The 36-year-old mother of four said she started to feel feverish on June 20, the day before Father's Day. She went and got tested, and got confirmation that she had COVID-19 three days later.

One week after her initial symptoms started, Estrada couldn't catch her breath. So she called her mom, then drove herself to the hospital.

"I got to the hospital and by that time I'm cold and I'm hot and, and I told the lady 'help, I need help, I feel like I'm dying,'" Estrada said.

She collapsed and when she woke up several hours later she was in an ambulance being taken to an ICU In Boise.

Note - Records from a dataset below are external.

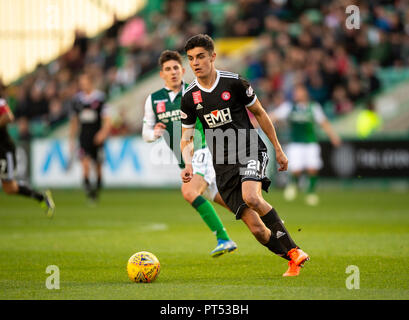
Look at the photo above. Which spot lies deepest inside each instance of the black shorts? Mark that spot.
(7, 164)
(229, 179)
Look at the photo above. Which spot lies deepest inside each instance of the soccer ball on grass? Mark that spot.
(143, 267)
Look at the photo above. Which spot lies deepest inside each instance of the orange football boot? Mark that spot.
(298, 256)
(293, 270)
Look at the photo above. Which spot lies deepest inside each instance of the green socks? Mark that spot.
(209, 215)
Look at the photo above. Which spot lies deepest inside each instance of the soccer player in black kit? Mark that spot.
(90, 117)
(8, 166)
(220, 100)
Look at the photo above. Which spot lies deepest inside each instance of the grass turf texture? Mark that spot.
(91, 247)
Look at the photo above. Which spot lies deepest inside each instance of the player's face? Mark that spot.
(300, 95)
(201, 61)
(172, 72)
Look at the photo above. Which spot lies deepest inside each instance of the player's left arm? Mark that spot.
(103, 133)
(6, 115)
(267, 126)
(187, 148)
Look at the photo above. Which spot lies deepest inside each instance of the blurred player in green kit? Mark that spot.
(303, 150)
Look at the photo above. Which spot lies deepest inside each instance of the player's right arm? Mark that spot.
(188, 119)
(151, 130)
(6, 115)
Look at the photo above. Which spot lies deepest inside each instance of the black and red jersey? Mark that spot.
(5, 140)
(222, 110)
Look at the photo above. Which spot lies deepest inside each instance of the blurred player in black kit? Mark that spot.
(89, 117)
(8, 165)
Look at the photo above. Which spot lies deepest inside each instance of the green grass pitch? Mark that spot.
(91, 246)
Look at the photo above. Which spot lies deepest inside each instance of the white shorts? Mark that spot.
(202, 164)
(304, 156)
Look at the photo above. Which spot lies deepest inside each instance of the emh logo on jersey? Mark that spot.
(218, 118)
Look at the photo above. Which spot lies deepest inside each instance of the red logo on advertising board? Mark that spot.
(226, 95)
(160, 107)
(197, 97)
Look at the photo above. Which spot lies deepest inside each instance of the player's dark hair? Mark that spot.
(200, 40)
(168, 55)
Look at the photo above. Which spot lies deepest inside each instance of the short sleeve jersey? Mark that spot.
(5, 140)
(90, 110)
(222, 107)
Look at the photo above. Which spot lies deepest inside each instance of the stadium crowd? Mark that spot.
(308, 43)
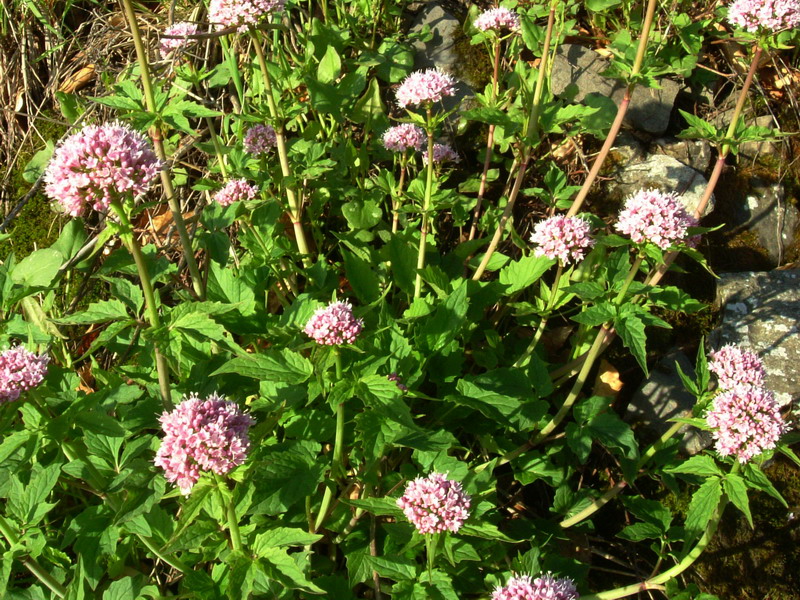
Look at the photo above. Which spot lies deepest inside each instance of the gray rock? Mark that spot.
(760, 311)
(764, 211)
(665, 173)
(578, 70)
(692, 153)
(663, 397)
(440, 51)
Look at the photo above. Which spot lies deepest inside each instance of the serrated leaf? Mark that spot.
(520, 274)
(701, 464)
(704, 503)
(736, 490)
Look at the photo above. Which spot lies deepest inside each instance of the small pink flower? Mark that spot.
(334, 325)
(168, 45)
(771, 15)
(234, 191)
(656, 217)
(241, 13)
(98, 164)
(546, 587)
(497, 19)
(260, 139)
(202, 435)
(405, 136)
(441, 153)
(422, 87)
(20, 371)
(747, 421)
(733, 365)
(564, 238)
(435, 504)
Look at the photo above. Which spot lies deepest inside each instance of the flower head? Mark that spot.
(234, 191)
(771, 15)
(564, 238)
(441, 153)
(435, 503)
(20, 371)
(241, 13)
(168, 44)
(546, 587)
(497, 19)
(334, 325)
(748, 421)
(733, 365)
(425, 86)
(202, 435)
(657, 217)
(98, 164)
(260, 139)
(405, 136)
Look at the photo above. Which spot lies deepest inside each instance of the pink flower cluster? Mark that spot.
(546, 587)
(241, 13)
(234, 191)
(334, 325)
(20, 371)
(748, 421)
(405, 136)
(98, 164)
(441, 153)
(564, 238)
(170, 44)
(260, 139)
(733, 366)
(771, 15)
(422, 87)
(435, 504)
(207, 435)
(656, 217)
(497, 19)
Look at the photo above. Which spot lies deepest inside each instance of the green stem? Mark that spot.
(158, 144)
(337, 465)
(129, 239)
(621, 112)
(522, 360)
(487, 161)
(658, 580)
(230, 512)
(530, 131)
(426, 206)
(295, 206)
(31, 564)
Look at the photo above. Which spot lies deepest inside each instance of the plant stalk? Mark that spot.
(621, 112)
(129, 239)
(295, 205)
(158, 144)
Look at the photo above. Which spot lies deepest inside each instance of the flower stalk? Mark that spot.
(158, 144)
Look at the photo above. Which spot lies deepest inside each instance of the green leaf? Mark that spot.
(736, 490)
(704, 503)
(330, 67)
(98, 312)
(394, 567)
(701, 464)
(38, 269)
(287, 570)
(521, 273)
(631, 330)
(38, 163)
(283, 537)
(446, 321)
(284, 366)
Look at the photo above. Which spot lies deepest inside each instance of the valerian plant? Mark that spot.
(318, 386)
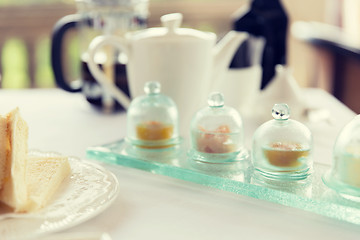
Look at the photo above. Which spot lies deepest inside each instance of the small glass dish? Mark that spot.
(282, 147)
(152, 120)
(217, 135)
(344, 176)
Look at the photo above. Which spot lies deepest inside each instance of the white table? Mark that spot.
(150, 206)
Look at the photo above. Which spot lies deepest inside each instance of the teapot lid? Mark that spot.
(171, 29)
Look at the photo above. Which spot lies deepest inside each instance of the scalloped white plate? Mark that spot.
(88, 191)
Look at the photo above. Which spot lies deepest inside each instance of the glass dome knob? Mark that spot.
(152, 88)
(216, 99)
(281, 111)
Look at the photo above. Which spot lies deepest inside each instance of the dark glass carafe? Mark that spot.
(267, 19)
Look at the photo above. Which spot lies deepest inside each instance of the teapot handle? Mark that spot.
(95, 45)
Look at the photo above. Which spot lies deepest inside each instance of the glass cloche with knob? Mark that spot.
(152, 119)
(344, 176)
(217, 133)
(282, 147)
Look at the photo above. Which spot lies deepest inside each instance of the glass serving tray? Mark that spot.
(310, 194)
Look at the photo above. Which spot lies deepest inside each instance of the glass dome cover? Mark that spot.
(344, 176)
(282, 147)
(152, 119)
(217, 133)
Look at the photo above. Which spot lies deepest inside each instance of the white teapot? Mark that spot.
(186, 62)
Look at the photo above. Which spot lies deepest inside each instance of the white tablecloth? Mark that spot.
(150, 206)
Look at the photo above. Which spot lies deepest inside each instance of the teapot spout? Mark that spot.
(224, 51)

"I stopped breathing and I remember they were giving me oxygen," she said.

Estrada spent nearly a week in the hospital, but due to the highly contagious nature of the coronavirus she was unable to have visitors.

"I was scared, honestly," she said. "I was scared because usually my mom comforts me. My family couldn't go up, nobody could go up. I was by myself, I was crying, just like what am I doing here? I couldn't believe it."

After six days in the ICU, Estrada is now back home recovering. Some symptoms, like headaches, continued for about a week and a half after being released from the hospital.

She told KTVB the experience with COVID-19 taught her an important lesson.

"If I'd known it would have hit me like this I probably wouldn't have been so careless," she said. "But then again as deadly as coronavirus is, it saved my life honestly because I was in a bad spot."

Estrada said before she was hospitalized, she used methamphetamine. She stopped the day before she was diagnosed, and actually credits the virus with saving her life.

"I'm not going to lie, I was in a bad spot and it saved my life, the virus saved my life," she said.

"You know just talking like this, feeling a little out of breath, but to be able to tell my story to tell people how important it is....just so people can hear that it is important, it is important," she added. "Now I'm telling people [to] wear a mask, like wear a mask."